At 28 he became the youngest ever department head when he became Head of Features and Light Entertainment at ABC Television, based at Teddington. This period allowed him to experiment, and was filled with innovation. He started adult education programmes long before the Open University; he did a major series on power politics featuring three former British prime ministers and the then incumbent, Harold Wilson; and The Eamonn Andrews Show (1964-69), going out live from London, was the first real chat show on British television. But it was the arts programme Tempo (1961-67) of which he was most proud; Tempo became in many ways the prototype for the television arts programmes that were to follow.

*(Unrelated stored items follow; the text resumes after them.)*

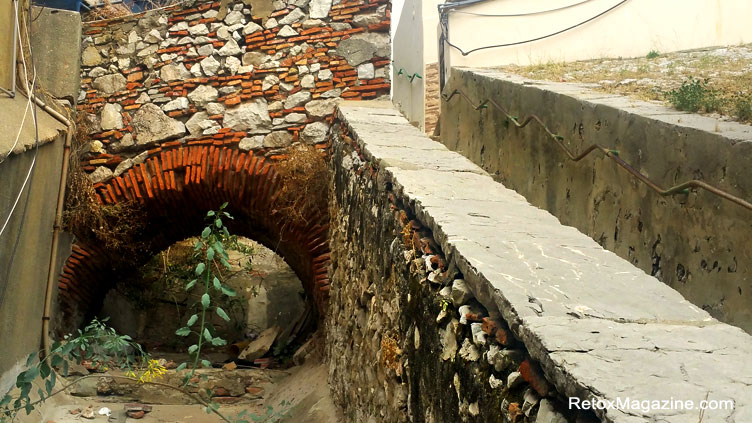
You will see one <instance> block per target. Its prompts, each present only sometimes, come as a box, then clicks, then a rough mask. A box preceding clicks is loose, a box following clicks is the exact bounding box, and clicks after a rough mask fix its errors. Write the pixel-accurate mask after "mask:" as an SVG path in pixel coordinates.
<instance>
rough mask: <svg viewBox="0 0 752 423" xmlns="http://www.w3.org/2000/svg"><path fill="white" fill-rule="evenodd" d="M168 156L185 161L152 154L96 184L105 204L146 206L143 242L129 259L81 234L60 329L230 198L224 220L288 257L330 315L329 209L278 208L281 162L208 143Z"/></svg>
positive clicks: (165, 248) (306, 291)
mask: <svg viewBox="0 0 752 423" xmlns="http://www.w3.org/2000/svg"><path fill="white" fill-rule="evenodd" d="M191 150H192V151H191ZM173 152H174V154H173ZM160 153H165V152H164V151H162V152H160ZM167 155H171V156H172V158H173V159H175V158H176V157H177V156H178V155H180V156H181V158H182V157H184V158H185V160H180V161H178V160H177V159H175V160H168V158H166V155H165V154H152V155H151V157H149V158H148V159H147V160H146V161H145V162H144V163H142V164H140V165H137V166H135V167H134V168H131V169H130V170H129V171H128V172H125V173H124V174H122V175H120V176H118V177H115V178H113V179H112V180H110V181H108V182H105V183H100V184H97V185H95V189H96V192H97V196H98V197H99V199H100V200H101V201H102V202H103V203H110V204H112V203H118V202H123V201H133V202H136V203H138V204H139V206H140V207H139V209H140V210H141V211H142V216H143V219H144V226H143V229H142V230H141V231H140V233H139V234H138V236H139V244H140V245H141V246H142V248H138V249H134V250H129V251H133V252H132V253H129V254H128V256H127V257H126V256H124V254H122V253H121V252H119V251H111V250H109V249H108V248H107V247H106V246H104V245H101V243H98V242H94V241H91V240H90V239H88V238H86V237H83V236H82V237H80V238H79V239H78V240H77V241H76V242H75V244H74V246H73V250H72V254H71V256H70V257H69V258H68V260H67V261H66V263H65V265H64V267H63V271H62V273H61V275H60V277H59V282H58V283H59V297H58V303H59V310H60V316H61V320H60V321H59V322H56V323H57V324H56V325H55V327H56V328H57V330H58V332H59V333H60V334H62V333H67V332H70V330H72V329H74V328H76V327H78V326H79V325H80V324H81V323H83V322H84V321H86V320H87V319H88V318H90V317H92V316H93V315H94V313H96V312H97V311H98V310H99V308H100V307H101V304H102V301H103V299H104V297H105V295H106V294H107V291H108V290H109V289H110V288H112V287H113V286H114V285H115V283H116V281H117V280H118V278H119V277H120V276H119V275H121V274H122V273H124V272H128V271H132V270H133V269H136V268H138V267H140V266H141V265H143V264H145V263H146V262H147V261H148V260H149V259H150V258H151V257H152V256H153V255H154V254H156V253H158V252H160V251H162V250H164V249H166V248H167V247H169V246H170V245H172V244H174V243H175V242H177V241H180V240H183V239H186V238H189V237H191V236H196V235H198V234H200V232H201V230H202V229H203V228H204V227H205V226H206V224H207V222H206V220H205V217H206V212H207V211H209V210H217V209H218V208H219V207H220V205H222V204H223V203H225V202H227V203H228V207H227V209H226V211H227V212H228V213H230V214H231V215H232V217H233V219H232V220H230V219H225V223H226V224H227V227H228V229H229V230H230V233H231V234H233V235H238V236H243V237H246V238H250V239H253V240H256V241H257V242H259V243H261V244H263V245H264V246H266V247H267V248H269V249H271V250H272V251H274V252H276V253H277V254H278V255H279V256H280V257H282V258H283V259H284V260H285V261H286V262H287V264H288V265H289V266H290V268H291V269H292V270H293V271H294V272H295V273H296V275H297V276H298V278H299V279H300V280H301V282H302V283H303V287H304V290H305V292H306V296H307V300H308V301H309V303H310V307H311V309H312V310H313V312H314V313H315V315H317V316H323V314H324V312H325V309H326V303H327V298H328V289H329V281H328V278H327V273H326V267H327V265H328V262H329V247H328V242H327V229H328V216H327V214H326V210H314V211H310V212H309V213H307V214H308V217H307V218H305V219H299V220H297V221H291V220H290V219H287V218H285V217H283V216H281V215H280V214H279V213H278V212H276V211H275V209H274V204H275V199H276V196H277V193H278V191H279V189H280V186H281V182H280V178H279V177H278V175H277V173H276V171H275V168H274V162H272V161H270V160H265V159H264V158H263V157H257V156H254V155H252V154H247V153H244V152H240V151H238V150H237V149H232V148H226V147H225V148H220V147H214V146H201V145H197V146H189V147H186V148H180V149H174V150H173V151H172V152H171V151H167ZM202 157H203V158H202ZM212 157H214V160H212V161H210V160H208V159H211V158H212ZM208 163H215V164H216V165H215V166H212V165H209V164H208Z"/></svg>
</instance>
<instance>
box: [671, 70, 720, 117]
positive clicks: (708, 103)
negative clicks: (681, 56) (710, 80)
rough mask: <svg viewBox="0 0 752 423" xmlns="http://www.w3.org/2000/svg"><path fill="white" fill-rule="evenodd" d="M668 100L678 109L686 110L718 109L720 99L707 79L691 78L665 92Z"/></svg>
mask: <svg viewBox="0 0 752 423" xmlns="http://www.w3.org/2000/svg"><path fill="white" fill-rule="evenodd" d="M666 97H667V99H668V101H669V102H670V103H671V105H672V106H674V107H675V108H676V109H678V110H684V111H687V112H697V111H700V110H704V111H706V112H714V111H718V109H719V106H720V100H719V99H718V96H717V94H716V92H715V90H713V89H712V88H709V87H708V80H707V79H704V80H703V79H699V78H692V79H690V80H687V81H684V82H683V83H682V86H681V87H679V88H677V89H675V90H671V91H669V92H668V93H667V94H666Z"/></svg>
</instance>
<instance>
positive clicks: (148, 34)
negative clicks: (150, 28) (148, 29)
mask: <svg viewBox="0 0 752 423" xmlns="http://www.w3.org/2000/svg"><path fill="white" fill-rule="evenodd" d="M163 40H164V38H162V34H160V33H159V30H158V29H152V30H151V31H149V33H148V34H146V37H144V41H146V42H147V43H152V44H154V43H158V42H160V41H163Z"/></svg>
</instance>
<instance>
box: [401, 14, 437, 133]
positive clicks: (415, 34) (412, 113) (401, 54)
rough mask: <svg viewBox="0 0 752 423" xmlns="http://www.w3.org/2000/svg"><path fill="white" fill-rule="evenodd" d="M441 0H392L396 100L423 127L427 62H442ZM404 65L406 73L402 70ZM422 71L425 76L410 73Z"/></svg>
mask: <svg viewBox="0 0 752 423" xmlns="http://www.w3.org/2000/svg"><path fill="white" fill-rule="evenodd" d="M440 3H442V1H441V0H395V1H393V2H392V23H393V24H392V39H393V42H392V59H393V60H394V63H393V65H392V101H393V102H394V104H395V106H397V108H398V109H399V110H400V112H402V114H404V115H405V117H407V119H408V120H409V121H410V122H413V123H414V124H415V125H416V126H418V127H419V128H420V129H423V128H424V123H425V122H424V115H425V110H424V109H425V84H424V79H423V78H422V77H423V76H425V74H426V65H427V64H429V63H436V62H438V60H439V59H438V41H437V40H438V38H437V35H436V29H437V27H438V23H439V13H438V7H437V6H438V5H439V4H440ZM400 69H403V70H404V71H403V74H402V75H400V74H399V71H400ZM414 73H418V74H419V75H420V76H421V77H420V78H418V77H415V78H413V80H412V82H411V81H410V80H409V79H408V78H407V76H408V75H412V74H414Z"/></svg>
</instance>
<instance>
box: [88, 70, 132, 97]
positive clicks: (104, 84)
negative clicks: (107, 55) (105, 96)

It was in drama that Shirley made a major impact. At a time when managements were moving away from the single play to episodic drama, he came into his own. As Head of Drama, first at ABC, then at Thames Television, the series and serials that he developed with some of the major drama writers of the time have become classics, Redcap, Public Eye, Callan, Van der Valk, Special Branch, The Sweeney, Minder, The Bill. He was executive producer for John Mortimer's Paradise Postponed in 1986.
It wasn't only in programming that Shirley innovated; it was also in the technology of the medium. In the early 1970s, together with George Taylor, he dragged television drama, kicking and screaming, out of the gloom of the studio and into the light of locations, by founding Euston Films, the first ever film-for-television company. Euston Films' most prestigious (perhaps most infamous) production was The Sweeney (1975-78), which has become one of Britain's seminal television dramas. Long before VCRs, The Sweeney used to empty the boozers – it was simply adored. Twenty-odd years later it is still being shown, and books are being written about it. I wonder what recent television drama will be talked about a quarter of a century from now?
My most cherished memories of Shirley come from this period. Picasso had his rose and blue periods; this was our Red Cow period. The pub opposite Euston Film HQ was where we all went to relax. The wine flowed; the strippers peeled; we talked, we argued, we nearly physically fought at times (Lloyd always thought he could have been a great middleweight), but the one thing that bonded us together was the unerring need to make the best TV cop show ever.
The golden age of television drama? It certainly was, and Lloyd Shirley was one of the very few truly creative executives, a man of vision and passion, and great personal generosity; there are people working at the highest level in television and films today who owe their careers to him. A few weeks before he died he was still reading plays for the playwriting scheme he helped set up at Thames Television to encourage new young writers. He was that sort of man.